Sunday, January 29, 2012
A Good Refresher
My mom got me a book called Parenting with Love and Logic about three years ago. She had heard really good things about it and figured I probably needed the help with Dylan.
Which I did. I still hadn't had him tested for ADHD and was in denial about it. It was like living with the Tazmanian Devil. For reals. I did a lot of spanking and screaming. And it did nothing for Dylan.
This book really was such a revelation. One of its basic tenets is that you don't need to have these big, emotional scream-fests when you're punishing your kid or trying to teach your kid. They broke the rules, and this is their consequence. Badda-bing, badda-boom. No need to get all charged up - that's counterproductive. No need to lecture - kids don't listen to lecturing. They're capable of knowing what they did wrong, and they need to learn how to not repeat the behavior again by themselves.
And it really has helped. For instance, my kids have always been terrible eaters. What I specifically remember Love and Logic teaching me is that, if the child doesn't eat his dinner, say, "That's your decision not to eat your dinner. But you can't have any snacks or drinks clear until breakfast tomorrow morning. If you'd rather go hungry all night instead of eating dinner with us, that's your choice." And then you stick with it.
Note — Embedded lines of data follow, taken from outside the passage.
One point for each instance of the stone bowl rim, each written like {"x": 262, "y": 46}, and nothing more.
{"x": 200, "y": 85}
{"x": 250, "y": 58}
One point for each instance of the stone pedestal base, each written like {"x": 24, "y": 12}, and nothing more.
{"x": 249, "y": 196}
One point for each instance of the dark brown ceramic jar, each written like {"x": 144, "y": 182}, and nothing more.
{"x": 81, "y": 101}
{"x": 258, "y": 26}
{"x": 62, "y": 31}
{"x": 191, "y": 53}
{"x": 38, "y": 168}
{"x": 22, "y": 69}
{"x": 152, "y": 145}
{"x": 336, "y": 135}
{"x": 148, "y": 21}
I also mentally applauded when I read certain things, like, for instance, the idea of not being a "Helicopter Parent" - hovering around, swooping in to save the day when your kid forgets his homework, or if your kid gets a bad grade, marching in and demanding extra credit from the teacher to make up for what your kid just plain old didn't do. I wanted to drive back to where I had taught junior high, and throw this book into a few parent faces that I had dealt with who were major, major Helicopter Parents.
Nat called me soon after we got back from China and said, "Hey, they're having a Love and Logic class for free at the library for six weeks; let's sign up!" I readily agreed and went with her every week. We dragged our husbands along, and our parents very, very kindly watched our kids for us.
I felt like an old pro at Love and Logic, but there were a few things that stood out to me in class that I had forgotten from my reading. And they're worth noting:
1. Don't remind your child to do their chore/homework. If you remind him, you're telling him that you don't think him capable of remembering, and you're taking the responsibility on yourself instead of leaving it on his shoulders. I needed to hear this. I'm really bad at badgering/reminding my kids about stuff.
2. Don't be sarcastic. Another big problem for me. When your kid can't go to his friend's birthday party because he didn't finish his chores, and he's whining at you and mad at you and is trying to wear you down into letting him go, don't say, "Wow, that is soooooooooooooooo sad...." And don't say, "I told you that you couldn't go to the party until your chores were done!" You have to really pretend you're sad for them, but stick to your guns: "That is a huge bummer. I hate when I can't do fun things because I didn't get my chores done." When you empathize with them, then they are mad at the appropriate thing - themselves - instead of at YOU.
3. When your kid is in time out, and you release them from time out, don't tell them why they were in time out. It shows them that you don't think they're smart enough to figure it out. And don't lecture. Give them hugs and move on.
4. Don't give warnings. First infraction, and they're done. When your kids start bickering, instead of saying, "If you don't stop bickering, I'll....", just dismiss them. First time. "Feel free to work this out in your bedroom, guys. You're hurting my ears." The end. Don't try to figure out who started it, etc. In real life, you don't get five warnings. The first time you mess up, you get a consequence. And that's that. Love and Logic is all about teaching your kids about consequences so that they're prepared for the real world.
5. Model taking care of yourself. Show them that their negative decisions will affect them, but NOT you. Let them know that, if they get thrown in jail for bad decisions, you won't use the family money to bail them out. You love them, but "our family doesn't work that way."
6. If you keep "rescuing" kids when they're young, they'll expect it when they're older and their decisions carry heavier consequences.
7. Use enforceable statements. Instead of, "Don't talk to me in that tone of voice!" Say, "I'll be glad to listen when your voice is as soft as mine." Or, "I'll be happy to take you to the baseball game as soon as I feel like I'm being treated with respect."
It was a really great refresher course, and the teachers were so. cool. I kept finding myself wishing that they were my friends. :) Hahaha! It's a husband/wife teaching team, and the husband is a principal at a local junior high school. He had lots of good examples and stories to tell us - he uses Love and Logic at his school.
I should seriously just always take this course. Once a week, for the rest of my life. Because it's easy to fall back into old patterns. It was nice to go once a week and get fortified for the upcoming week and to get reminders of what you should and should not do. It was great. Thanks, Nat, for suggesting it!